When the NCAA announced they would be investigating the University of Montana, Jayme Fraser, now reporting at the Houston Chronicle, was the editor of the Montana Kaimin, the daily paper at UM.
I was alone in the Kaimin office when news broke that the University of Montana was hiring a retired state Supreme Court justice to investigate whether campus administration properly responded to sexual assault allegations against athletes. That feeling of loneliness is familiar to many campus newspaper editors, even if they are surrounded by staff as news breaks, rather than an office emptied by a holiday break. Few outline ahead of time how best to cover events that are both “news” and “sports.” Should beat sports reporters risk damaging source relationships by asking tough questions? How will a crime reporter get caught up on NCAA complexities and convince superstars to talk to someone they think is out to get them?
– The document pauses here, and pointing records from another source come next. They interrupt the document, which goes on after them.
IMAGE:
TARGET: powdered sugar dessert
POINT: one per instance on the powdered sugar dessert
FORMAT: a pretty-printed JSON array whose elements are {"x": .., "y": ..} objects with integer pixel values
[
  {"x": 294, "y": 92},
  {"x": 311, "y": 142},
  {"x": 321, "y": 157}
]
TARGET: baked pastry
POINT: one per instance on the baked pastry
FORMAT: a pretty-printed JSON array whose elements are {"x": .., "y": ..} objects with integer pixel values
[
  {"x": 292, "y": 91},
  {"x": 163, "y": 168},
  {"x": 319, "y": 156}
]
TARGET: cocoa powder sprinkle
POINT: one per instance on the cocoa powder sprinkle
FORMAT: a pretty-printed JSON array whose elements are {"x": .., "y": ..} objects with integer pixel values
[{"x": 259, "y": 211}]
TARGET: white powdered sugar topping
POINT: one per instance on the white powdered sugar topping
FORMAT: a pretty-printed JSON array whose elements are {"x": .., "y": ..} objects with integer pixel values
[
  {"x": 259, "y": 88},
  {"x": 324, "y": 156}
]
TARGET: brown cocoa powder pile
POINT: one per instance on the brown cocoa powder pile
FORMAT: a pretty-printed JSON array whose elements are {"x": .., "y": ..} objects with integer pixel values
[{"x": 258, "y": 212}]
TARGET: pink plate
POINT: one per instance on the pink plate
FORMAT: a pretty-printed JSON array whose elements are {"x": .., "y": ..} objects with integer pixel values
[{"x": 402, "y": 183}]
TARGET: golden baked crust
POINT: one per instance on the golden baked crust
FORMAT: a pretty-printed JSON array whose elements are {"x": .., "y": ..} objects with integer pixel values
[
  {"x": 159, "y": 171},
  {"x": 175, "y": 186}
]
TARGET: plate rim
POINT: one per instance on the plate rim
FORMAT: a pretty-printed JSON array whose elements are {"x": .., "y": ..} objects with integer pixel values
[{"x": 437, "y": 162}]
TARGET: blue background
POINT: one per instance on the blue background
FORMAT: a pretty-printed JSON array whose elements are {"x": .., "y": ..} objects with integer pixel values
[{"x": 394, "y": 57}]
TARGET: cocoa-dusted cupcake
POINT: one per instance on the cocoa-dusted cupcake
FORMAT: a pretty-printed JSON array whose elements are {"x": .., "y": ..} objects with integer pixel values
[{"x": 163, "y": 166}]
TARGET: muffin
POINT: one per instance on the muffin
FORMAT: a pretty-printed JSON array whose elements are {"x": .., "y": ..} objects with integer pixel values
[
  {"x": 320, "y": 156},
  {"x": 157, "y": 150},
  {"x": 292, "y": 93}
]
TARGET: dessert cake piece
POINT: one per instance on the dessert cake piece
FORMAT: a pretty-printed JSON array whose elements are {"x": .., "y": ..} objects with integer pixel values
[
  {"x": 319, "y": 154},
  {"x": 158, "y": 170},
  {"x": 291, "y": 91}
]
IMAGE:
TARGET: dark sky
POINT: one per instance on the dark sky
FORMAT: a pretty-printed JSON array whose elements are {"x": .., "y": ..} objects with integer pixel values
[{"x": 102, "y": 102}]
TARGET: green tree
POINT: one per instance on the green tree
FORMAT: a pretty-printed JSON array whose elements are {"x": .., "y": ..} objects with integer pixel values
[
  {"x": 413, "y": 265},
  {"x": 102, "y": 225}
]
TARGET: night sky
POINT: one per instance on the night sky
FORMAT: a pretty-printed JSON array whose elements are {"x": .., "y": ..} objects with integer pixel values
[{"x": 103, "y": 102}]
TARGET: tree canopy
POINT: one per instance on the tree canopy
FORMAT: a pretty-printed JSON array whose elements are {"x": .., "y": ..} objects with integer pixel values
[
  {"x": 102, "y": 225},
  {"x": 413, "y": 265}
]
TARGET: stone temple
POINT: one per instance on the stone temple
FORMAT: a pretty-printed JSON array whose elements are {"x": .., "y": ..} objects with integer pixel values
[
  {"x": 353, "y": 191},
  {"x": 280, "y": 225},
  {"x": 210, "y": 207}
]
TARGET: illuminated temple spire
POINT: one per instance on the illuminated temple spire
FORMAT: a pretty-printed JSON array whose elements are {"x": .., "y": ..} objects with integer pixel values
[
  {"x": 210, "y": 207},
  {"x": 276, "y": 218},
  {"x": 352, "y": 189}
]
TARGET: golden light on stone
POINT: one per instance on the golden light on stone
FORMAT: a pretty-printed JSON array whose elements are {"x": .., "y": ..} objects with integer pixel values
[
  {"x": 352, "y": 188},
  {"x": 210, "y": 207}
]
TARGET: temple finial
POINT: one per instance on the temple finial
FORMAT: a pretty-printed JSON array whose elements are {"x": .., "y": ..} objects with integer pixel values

Ideally, the answer is to have someone dedicated to the news and administration of college athletics, like Jill Riepenhoff at The Columbus Dispatch, who delves daily into the overlap of both worlds. I was fortunate to have met Jill a year earlier and brainstorm with her on this nebulous, but recurring, area of coverage.
Unfortunately, some of my sports staff were hesitant, or didn’t have the reporting skills, to dig into this story. Particularly as a small campus, we also were hyperaware of reader criticisms that we were blowing the investigation out of proportion. We decided to report the story like we would any other alleged student criminal: We assigned the crime reporter. That said, we coordinated closely with sports staff that received tips from players, some intended to misdirect. I urge editors to outline a game plan beforehand and, more importantly, make sports news a regular part of the enterprise diet.
As with any beat, if you regularly analyze budgets, hires, and fires, it will strengthen your coverage and make it easier to convince readers that the big breaking story is just part of the routine rather than a smear campaign.